As of October 12, 2020, telescopes saw something in a galaxy 3 billion light years away become incredibly bright, then disappear from view. It behaved almost the same as the cow, reported astronomers in a document posted on the arXiv.org online pre-print site last week, leading them to conclude that it must be the same type of episode. In keeping with tradition, it received its own animal-inspired name: the camel.
“It’s really exciting,” said Deanne Coppejans, astrophysicist at Northwestern University. “The discovery of a new transient like AT2018cow shows that it’s not completely weird. This is a new type of transient that we are looking at. “
The cow was a total surprise, and astronomers weren’t sure what they were looking at when she appeared. The camel, on the other hand, was like a burglar setting off the new alarm system. “We were able to achieve what it was in a matter of days,” said Daniel Perley, an astrophysicist at John Moores University in Liverpool who led the new study. “And we have a lot of tracking data.”
Four days later, the team used telescopes in the Canary Islands and Hawaii to obtain vital data on its properties. They later issue an alert to other astronomers on a service called the Astronomer’s Telegram.
The event received two designations. One, AT2020xnd, was from a global catalog of all transients, and the other, ZTF20acigmel, was from the Zwicky Transient Facility, the telescope where it was discovered. The team twisted the latter into his nickname “camel”. “Xnd didn’t have quite the same ring,” Perley said.
Like its predecessor, the Camel got very shiny in a short period of time, reaching its peak in two or three days. It has become about 100 times brighter than any normal type of supernova. Then it quickly subsided in a process that only lasted a few days, rather than weeks. “It fades really fast, and while it fades, it stays hot,” Perley said.
Prior to this discovery, astronomers had sifted through historical data to find two additional cow-like events, the “Koala” and CSS161010, but the camel is the first to be seen in real time and therefore studied in detail from the cow.
All four events have similar properties. They quickly turn shiny, then quickly fade. They are also hot, which makes them blue. But these “fast blue optical transients” are not the same.

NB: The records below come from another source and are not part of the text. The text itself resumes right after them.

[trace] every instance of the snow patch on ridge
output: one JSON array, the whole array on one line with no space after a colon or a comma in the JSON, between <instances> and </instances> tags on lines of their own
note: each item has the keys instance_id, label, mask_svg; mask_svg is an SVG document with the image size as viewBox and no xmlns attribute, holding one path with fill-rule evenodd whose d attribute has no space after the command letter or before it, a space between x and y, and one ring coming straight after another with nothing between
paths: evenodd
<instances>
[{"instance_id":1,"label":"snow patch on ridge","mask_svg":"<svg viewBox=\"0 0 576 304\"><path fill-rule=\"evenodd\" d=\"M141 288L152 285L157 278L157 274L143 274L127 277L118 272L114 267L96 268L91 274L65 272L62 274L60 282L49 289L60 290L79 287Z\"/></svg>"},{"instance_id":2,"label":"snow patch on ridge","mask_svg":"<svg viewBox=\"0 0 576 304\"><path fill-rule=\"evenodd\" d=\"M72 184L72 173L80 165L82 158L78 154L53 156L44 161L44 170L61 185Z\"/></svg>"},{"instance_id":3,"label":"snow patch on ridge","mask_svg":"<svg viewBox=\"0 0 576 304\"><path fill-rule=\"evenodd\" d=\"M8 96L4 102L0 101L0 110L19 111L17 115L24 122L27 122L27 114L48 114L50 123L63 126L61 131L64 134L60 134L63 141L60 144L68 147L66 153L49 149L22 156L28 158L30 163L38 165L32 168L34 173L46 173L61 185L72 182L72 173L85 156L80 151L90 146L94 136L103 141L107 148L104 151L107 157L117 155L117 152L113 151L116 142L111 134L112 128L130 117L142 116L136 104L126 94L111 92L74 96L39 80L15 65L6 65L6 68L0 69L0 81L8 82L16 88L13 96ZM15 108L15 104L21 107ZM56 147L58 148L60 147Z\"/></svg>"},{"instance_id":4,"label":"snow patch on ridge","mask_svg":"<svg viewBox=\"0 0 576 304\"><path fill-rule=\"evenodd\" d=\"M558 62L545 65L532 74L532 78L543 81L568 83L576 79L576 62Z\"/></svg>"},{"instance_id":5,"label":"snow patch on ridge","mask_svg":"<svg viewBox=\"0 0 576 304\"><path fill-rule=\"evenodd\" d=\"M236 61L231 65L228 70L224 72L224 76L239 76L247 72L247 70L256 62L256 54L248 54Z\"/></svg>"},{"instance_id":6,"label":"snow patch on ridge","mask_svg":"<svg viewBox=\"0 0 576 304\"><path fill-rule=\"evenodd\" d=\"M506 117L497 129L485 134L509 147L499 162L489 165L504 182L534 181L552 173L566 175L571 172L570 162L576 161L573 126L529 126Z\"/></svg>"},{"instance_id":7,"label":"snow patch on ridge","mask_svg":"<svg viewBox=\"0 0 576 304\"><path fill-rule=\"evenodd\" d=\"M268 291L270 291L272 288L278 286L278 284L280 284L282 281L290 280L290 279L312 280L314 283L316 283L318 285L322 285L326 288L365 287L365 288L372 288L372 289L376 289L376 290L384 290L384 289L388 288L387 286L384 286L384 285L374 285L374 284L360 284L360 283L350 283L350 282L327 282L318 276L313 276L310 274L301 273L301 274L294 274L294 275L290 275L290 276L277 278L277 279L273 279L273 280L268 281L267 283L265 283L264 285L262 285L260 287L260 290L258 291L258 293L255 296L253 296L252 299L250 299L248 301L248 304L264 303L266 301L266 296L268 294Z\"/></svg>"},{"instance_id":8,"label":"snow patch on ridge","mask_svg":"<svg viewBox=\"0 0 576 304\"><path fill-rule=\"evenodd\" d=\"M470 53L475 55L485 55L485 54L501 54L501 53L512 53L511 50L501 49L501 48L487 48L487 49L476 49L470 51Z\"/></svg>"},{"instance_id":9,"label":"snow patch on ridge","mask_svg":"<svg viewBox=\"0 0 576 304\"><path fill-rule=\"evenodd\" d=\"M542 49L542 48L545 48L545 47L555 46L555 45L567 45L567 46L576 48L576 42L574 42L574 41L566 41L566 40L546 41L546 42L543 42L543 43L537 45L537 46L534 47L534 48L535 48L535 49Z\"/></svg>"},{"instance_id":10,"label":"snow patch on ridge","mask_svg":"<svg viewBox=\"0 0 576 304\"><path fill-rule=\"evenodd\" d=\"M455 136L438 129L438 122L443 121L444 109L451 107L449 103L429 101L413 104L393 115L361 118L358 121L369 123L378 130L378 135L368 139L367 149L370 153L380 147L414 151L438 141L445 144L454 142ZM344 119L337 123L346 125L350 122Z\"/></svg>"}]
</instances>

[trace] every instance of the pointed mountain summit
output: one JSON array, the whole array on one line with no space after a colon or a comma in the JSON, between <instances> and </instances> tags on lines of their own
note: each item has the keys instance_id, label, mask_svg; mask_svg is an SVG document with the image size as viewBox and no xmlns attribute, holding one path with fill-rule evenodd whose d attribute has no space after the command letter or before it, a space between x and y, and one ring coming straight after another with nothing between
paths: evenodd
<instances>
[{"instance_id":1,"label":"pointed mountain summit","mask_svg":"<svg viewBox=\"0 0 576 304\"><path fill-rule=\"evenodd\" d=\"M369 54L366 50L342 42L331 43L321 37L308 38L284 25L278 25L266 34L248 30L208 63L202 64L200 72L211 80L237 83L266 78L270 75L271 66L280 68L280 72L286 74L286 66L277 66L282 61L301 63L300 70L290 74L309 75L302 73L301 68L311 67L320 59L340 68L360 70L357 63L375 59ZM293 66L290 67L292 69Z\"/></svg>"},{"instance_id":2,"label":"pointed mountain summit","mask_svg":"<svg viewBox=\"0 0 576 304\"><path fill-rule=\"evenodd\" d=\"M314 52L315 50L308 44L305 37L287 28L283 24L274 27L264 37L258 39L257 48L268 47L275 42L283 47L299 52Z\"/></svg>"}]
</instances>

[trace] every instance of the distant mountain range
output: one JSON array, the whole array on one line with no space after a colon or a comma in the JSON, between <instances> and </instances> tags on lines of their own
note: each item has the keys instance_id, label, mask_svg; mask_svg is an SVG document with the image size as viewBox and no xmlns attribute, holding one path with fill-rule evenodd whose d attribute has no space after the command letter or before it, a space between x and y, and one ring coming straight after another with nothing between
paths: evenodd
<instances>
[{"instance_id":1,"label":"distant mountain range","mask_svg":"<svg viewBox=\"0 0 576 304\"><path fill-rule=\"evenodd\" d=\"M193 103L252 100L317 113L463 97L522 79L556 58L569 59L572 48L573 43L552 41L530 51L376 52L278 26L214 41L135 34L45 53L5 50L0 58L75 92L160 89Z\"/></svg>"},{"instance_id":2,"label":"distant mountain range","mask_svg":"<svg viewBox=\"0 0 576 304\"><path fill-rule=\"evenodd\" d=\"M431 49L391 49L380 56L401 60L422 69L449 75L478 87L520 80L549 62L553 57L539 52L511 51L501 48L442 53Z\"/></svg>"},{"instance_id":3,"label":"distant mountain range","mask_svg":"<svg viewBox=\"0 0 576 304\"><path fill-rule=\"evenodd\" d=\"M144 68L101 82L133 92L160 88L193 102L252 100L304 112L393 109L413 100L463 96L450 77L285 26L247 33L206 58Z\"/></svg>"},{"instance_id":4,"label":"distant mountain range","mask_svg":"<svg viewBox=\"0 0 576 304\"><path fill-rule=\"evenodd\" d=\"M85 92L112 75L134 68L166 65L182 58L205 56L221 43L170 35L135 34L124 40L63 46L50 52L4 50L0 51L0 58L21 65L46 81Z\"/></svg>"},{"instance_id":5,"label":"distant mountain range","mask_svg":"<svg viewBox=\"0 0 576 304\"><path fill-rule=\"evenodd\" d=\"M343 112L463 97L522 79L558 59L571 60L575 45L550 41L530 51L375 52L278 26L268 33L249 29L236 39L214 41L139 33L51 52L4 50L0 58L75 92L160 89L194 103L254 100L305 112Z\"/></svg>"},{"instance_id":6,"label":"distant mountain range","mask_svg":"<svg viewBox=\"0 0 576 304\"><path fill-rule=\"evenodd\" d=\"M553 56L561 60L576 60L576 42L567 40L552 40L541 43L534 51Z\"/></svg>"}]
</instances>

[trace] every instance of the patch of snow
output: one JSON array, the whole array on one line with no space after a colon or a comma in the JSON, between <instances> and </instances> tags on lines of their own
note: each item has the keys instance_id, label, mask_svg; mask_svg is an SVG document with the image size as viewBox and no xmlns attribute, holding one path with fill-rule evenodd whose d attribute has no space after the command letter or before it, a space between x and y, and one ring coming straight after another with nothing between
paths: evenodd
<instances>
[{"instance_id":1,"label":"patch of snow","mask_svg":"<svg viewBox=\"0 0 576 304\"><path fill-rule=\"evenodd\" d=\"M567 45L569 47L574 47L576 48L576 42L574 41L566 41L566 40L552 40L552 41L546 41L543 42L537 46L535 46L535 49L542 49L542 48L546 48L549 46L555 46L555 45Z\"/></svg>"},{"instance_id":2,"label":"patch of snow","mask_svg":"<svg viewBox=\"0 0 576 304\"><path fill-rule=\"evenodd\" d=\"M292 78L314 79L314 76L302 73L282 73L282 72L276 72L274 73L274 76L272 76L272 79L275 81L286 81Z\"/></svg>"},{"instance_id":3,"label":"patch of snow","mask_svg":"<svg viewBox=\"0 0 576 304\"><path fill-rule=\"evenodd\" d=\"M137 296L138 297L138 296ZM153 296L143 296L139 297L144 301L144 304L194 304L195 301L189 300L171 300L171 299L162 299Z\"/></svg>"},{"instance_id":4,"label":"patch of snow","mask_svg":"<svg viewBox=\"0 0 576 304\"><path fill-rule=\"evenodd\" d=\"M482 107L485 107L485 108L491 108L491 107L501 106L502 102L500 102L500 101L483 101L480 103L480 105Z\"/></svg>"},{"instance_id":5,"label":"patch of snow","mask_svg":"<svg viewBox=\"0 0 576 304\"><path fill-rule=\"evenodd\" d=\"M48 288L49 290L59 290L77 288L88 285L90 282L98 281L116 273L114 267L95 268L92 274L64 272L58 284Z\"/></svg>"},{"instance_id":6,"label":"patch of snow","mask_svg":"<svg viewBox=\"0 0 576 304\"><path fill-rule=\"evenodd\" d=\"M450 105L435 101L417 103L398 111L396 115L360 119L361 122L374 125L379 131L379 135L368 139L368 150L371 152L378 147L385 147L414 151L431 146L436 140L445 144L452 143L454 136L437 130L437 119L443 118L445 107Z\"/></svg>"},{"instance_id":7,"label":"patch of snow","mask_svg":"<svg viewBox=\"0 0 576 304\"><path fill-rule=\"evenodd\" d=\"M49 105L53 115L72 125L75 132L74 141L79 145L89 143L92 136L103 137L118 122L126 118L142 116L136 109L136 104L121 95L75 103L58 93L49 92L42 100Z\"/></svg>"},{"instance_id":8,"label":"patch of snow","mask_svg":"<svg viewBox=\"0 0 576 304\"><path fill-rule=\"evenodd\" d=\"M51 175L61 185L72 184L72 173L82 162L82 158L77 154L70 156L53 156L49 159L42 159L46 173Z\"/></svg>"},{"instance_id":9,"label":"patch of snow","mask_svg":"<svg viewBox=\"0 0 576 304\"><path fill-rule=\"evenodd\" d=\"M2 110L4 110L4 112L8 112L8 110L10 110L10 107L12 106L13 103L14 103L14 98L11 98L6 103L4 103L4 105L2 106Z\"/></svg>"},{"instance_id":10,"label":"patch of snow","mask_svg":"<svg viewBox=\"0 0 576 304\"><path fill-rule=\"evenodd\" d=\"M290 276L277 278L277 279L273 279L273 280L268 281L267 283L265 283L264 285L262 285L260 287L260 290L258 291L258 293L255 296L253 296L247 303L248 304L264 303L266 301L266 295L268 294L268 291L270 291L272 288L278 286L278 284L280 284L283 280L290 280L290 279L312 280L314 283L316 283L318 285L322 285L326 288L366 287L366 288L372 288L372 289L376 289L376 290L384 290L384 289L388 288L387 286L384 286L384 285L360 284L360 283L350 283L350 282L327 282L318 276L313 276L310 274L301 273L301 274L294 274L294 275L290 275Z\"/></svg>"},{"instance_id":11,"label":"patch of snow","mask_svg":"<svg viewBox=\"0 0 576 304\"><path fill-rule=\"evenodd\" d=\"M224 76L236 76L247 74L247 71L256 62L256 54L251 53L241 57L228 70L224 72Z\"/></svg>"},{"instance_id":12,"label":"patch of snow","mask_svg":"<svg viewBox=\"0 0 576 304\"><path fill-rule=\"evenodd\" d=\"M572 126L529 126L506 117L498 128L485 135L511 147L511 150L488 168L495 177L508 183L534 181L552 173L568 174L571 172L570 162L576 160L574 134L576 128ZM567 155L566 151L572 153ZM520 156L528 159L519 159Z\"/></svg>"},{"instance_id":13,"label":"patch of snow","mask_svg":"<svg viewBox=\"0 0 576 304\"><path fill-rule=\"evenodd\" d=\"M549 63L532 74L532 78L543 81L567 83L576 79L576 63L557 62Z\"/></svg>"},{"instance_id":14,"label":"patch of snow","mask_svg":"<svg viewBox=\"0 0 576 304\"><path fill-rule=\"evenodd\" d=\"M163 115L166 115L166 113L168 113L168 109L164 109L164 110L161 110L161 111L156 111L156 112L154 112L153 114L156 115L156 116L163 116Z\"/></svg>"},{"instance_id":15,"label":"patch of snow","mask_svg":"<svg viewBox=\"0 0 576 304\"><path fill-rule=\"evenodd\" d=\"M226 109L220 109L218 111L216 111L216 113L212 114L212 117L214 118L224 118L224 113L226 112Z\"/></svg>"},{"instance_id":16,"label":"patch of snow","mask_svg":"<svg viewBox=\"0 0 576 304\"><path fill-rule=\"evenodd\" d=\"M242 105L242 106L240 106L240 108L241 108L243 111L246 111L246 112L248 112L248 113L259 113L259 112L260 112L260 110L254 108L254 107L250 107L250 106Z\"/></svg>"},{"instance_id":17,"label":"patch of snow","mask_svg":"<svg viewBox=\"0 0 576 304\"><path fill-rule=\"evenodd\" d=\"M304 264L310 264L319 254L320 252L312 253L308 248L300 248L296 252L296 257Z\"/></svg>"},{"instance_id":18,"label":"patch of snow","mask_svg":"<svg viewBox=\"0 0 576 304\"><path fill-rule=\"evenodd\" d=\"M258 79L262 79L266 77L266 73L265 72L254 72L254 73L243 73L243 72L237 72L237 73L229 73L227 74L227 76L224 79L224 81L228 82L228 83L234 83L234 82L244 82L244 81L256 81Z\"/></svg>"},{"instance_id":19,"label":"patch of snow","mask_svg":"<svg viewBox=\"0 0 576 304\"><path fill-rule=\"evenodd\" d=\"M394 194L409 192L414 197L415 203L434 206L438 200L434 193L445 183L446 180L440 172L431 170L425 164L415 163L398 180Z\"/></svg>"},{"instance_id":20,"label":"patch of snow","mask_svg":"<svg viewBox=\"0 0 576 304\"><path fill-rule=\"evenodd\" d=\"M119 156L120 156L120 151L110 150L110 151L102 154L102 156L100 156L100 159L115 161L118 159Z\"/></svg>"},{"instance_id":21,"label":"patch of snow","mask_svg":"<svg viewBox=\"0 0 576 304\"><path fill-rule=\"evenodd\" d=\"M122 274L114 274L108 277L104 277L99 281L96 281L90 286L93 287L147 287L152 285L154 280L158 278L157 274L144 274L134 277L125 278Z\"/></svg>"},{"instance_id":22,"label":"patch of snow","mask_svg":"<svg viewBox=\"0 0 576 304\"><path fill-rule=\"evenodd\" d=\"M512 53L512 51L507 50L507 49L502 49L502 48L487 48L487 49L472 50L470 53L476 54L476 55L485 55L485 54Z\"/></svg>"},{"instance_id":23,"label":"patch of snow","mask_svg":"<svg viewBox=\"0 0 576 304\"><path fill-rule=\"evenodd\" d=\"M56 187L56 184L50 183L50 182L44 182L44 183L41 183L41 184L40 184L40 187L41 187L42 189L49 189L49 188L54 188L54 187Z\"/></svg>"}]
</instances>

“The explosion itself and the kind of behavior of zombies in the afterlife are quite similar,” said Anna Ho, an astrophysicist at the University of California at Berkeley, who discovered the Koala and was part of the Camel Discovery Team. The events all appear to be some sort of explosion of a star colliding with gas and dust nearby. “But the collision stage where you see the blast colliding with the surrounding material, which showed some variation in the amount of material lying around and the speed at which the blast’s shock wave passes through the material.”
The main idea at the moment is failed supernova hypothesis. The process begins when a massive star about 20 times the mass of our sun reaches the end of its life and runs out of fuel. Its core then collapses, starting what would normally be a regular supernova, where the infallible material bounces back, leaving behind a dense object called a neutron star.
But in cases like the camel and the cow, “something unusual is happening in the process of heart collapse,” Perley said. “What we’re claiming is that instead of collapsing into a neutron star, it collapsed directly into a black hole, and most of the star fell into the black hole.”